The VA retained the Los Angeles office of HOK to draft a preliminary master plan to optimize the use of all 388 acres, with a particular focus on serving homeless veterans. Begun early this year and completed in October for a 45-day public comment period, the initial master planning process followed what Kaine described as a “very aggressive timeline.”
The rectangular campus is oriented north-south, with roughly one-quarter of the property lying south of Wilshire Boulevard. The draft master plan envisions four zones to be developed with decreasing intensity, starting with the southernmost healthcare zone. North of Wilshire, the plan envisions zones for coordinated care, housing, and recreation and partnerships.
In addition to the development of a 450,000-square-foot replacement hospital, the plan recommends the development of roughly two-dozen new structures in the other three zones. It outlines design concepts and calls for “neighborhoods” consisting of dormitories, open space, and supportive services. A “greenway” would run the entire length of the campus.

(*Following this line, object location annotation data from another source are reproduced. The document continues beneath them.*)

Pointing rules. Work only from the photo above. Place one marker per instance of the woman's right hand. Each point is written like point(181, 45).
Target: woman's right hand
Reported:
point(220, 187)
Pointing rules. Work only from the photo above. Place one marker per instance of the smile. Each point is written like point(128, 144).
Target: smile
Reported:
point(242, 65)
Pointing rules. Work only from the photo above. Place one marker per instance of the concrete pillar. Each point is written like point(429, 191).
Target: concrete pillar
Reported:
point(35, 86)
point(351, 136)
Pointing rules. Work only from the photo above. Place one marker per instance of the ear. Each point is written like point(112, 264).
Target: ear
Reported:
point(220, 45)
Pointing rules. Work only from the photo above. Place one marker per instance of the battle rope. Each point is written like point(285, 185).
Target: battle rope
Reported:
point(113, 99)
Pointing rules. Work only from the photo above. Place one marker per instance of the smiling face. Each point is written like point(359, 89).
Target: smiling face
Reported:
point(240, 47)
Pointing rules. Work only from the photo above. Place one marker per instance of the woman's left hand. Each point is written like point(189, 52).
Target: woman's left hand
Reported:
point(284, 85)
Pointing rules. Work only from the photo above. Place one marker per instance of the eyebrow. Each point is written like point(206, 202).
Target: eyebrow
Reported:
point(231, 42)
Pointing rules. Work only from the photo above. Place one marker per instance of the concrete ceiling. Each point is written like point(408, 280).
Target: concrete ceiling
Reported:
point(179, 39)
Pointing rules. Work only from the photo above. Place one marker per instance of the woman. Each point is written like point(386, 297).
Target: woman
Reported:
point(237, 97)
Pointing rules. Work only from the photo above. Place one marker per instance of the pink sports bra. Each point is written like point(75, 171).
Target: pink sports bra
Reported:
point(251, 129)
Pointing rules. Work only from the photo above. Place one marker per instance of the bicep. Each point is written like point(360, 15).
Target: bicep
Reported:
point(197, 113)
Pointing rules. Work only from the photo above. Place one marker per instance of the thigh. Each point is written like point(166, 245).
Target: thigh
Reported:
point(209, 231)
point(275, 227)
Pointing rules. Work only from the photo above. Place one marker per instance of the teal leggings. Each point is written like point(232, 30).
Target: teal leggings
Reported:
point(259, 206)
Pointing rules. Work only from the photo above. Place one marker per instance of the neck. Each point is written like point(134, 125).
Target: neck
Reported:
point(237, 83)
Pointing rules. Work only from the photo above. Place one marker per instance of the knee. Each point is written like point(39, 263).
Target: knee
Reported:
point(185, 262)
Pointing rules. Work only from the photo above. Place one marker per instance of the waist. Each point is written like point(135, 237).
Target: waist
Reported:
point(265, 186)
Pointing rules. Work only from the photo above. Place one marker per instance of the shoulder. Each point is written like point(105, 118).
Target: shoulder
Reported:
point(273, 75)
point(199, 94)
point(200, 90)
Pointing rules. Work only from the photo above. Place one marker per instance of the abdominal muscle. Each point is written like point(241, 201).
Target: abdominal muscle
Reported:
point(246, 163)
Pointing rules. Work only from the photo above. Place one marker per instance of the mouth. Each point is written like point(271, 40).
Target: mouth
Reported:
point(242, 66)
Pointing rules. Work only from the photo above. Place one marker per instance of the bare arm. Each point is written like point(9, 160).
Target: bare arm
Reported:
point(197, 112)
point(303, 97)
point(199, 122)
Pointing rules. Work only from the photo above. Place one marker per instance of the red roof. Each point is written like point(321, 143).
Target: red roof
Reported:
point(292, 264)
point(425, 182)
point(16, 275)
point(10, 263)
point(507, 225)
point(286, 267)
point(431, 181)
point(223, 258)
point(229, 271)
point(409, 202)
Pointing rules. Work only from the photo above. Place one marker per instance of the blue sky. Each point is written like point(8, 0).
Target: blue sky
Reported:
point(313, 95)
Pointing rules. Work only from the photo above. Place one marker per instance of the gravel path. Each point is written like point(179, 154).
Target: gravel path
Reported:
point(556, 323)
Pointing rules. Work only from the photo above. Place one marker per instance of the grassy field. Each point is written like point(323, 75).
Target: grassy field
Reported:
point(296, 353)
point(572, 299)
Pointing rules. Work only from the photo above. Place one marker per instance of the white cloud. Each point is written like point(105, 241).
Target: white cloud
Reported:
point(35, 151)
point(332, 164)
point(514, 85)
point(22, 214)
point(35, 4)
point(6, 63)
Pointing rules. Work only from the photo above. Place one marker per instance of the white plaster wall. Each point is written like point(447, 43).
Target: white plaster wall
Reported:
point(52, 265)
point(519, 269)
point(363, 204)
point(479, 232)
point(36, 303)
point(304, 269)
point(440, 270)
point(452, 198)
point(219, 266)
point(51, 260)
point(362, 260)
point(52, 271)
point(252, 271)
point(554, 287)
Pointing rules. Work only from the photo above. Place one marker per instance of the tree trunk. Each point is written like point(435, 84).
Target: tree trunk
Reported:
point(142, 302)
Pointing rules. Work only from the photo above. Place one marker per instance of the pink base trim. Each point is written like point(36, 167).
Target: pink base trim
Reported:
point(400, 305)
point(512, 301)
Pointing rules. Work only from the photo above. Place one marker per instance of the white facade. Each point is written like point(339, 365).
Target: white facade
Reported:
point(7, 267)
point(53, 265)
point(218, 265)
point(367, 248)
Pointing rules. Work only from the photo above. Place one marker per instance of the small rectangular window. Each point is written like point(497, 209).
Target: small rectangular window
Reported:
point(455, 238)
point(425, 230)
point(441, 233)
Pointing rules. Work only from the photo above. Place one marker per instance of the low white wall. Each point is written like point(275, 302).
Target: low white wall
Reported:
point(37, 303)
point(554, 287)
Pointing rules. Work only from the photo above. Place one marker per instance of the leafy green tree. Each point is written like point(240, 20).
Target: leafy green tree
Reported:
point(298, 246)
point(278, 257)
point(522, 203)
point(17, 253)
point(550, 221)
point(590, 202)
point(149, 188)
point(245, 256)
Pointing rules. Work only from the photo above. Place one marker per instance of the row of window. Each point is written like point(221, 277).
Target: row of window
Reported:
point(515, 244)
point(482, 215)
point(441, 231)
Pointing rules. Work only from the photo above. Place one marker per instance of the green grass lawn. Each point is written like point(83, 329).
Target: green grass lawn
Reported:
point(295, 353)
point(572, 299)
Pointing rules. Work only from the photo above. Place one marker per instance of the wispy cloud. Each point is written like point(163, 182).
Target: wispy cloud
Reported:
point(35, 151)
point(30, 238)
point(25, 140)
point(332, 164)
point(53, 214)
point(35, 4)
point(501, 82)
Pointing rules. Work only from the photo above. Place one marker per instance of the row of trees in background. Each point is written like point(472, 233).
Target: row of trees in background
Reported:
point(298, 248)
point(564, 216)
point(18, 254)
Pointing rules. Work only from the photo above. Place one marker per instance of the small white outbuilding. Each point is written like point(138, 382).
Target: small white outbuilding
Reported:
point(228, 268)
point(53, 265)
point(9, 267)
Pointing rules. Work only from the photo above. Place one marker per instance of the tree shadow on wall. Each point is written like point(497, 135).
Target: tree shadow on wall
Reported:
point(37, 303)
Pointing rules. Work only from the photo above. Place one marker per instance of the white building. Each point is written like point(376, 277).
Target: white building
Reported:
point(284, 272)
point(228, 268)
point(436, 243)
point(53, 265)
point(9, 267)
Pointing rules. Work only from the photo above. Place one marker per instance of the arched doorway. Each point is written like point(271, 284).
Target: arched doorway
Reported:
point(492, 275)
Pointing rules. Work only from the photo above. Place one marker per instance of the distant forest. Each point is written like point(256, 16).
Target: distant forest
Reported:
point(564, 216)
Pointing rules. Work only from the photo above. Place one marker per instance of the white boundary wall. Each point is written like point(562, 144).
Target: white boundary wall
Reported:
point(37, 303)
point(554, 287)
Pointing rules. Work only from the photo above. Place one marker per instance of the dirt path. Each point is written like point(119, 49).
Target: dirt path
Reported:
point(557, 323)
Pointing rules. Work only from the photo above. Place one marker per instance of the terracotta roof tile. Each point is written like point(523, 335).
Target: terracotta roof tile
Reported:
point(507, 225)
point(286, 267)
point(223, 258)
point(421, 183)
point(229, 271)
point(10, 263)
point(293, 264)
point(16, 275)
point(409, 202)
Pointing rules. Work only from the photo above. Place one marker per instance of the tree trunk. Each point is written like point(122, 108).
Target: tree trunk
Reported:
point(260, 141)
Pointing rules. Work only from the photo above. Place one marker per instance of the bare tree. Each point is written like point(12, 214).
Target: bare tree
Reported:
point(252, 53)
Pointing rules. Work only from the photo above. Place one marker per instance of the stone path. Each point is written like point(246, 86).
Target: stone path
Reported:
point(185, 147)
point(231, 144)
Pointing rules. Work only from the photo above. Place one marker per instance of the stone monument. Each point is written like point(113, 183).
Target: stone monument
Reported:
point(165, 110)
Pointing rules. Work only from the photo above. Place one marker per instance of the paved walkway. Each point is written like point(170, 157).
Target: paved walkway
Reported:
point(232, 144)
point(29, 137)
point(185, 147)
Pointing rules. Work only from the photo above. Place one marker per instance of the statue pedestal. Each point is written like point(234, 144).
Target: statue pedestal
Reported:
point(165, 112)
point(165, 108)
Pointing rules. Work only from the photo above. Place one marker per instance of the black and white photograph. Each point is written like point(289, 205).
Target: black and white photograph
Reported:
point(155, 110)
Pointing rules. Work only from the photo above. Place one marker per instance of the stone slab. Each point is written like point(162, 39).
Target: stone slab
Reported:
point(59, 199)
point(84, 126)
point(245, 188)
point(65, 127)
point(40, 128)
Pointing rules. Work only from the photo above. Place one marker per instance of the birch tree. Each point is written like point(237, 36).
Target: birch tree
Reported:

The final plan is likely to incorporate both new construction and rehabilitation of existing buildings. Reminiscent of a drab college campus, the VA currently consists of mostly beige institutional structures surrounded by generous buffer zones, including parking lots and roadways. Many of them are vacant and substandard. The campus also includes century-old historic structures, including a former trolley depot and a Victorian chapel.
“The focus of the master plan is to maintain the campus’s low-density environment,” said HOK’s Cynthia Keeffe, project lead and the firm’s regional leader of healthcare. “We respected the historic campus and the open space.”
Kaine said that the plan is not intended to present an architectural vision for the campus just yet. The VA is seeking more input from the community before it gets into the details of design.
Despite its scope, the plan has drawn criticism for what some consider an inordinately modest vision for serving homeless veterans. It calls for fulfilling an “immediate need” for 700-900 beds, prioritized for high-risk homeless populations, including elderly, female, and disabled veterans. The plan includes long-term capacity for up to 2,500 units of permanent and supportive housing but also calls for homeless veterans to be housed, with VA assistance, throughout the community.
“The whole point is to look at not only what is the capacity on the campus but what is the need,” said Kaine. The campus can’t do all the housing.”
Councilmember Mike Bonin noted that exorbitant rental costs in the area and low vacancy rates make this vision unrealistic.
“[The area is] not able in any one location to absorb the volume of new residential units necessary to achieve an end to veteran homelessness,” Bonin wrote in a letter to the VA. “I urge the VA to…adopt an even more ambitious plan.”
Though the campus is surrounded by the City of Los Angeles, the city has no formal control over its operation or development. The Metropolitan Transportation Authority is, however, extending the Purple Line subway, with a proposed terminus at the VA campus. Bonin also noted that the 889-page draft makes no mention of the subway.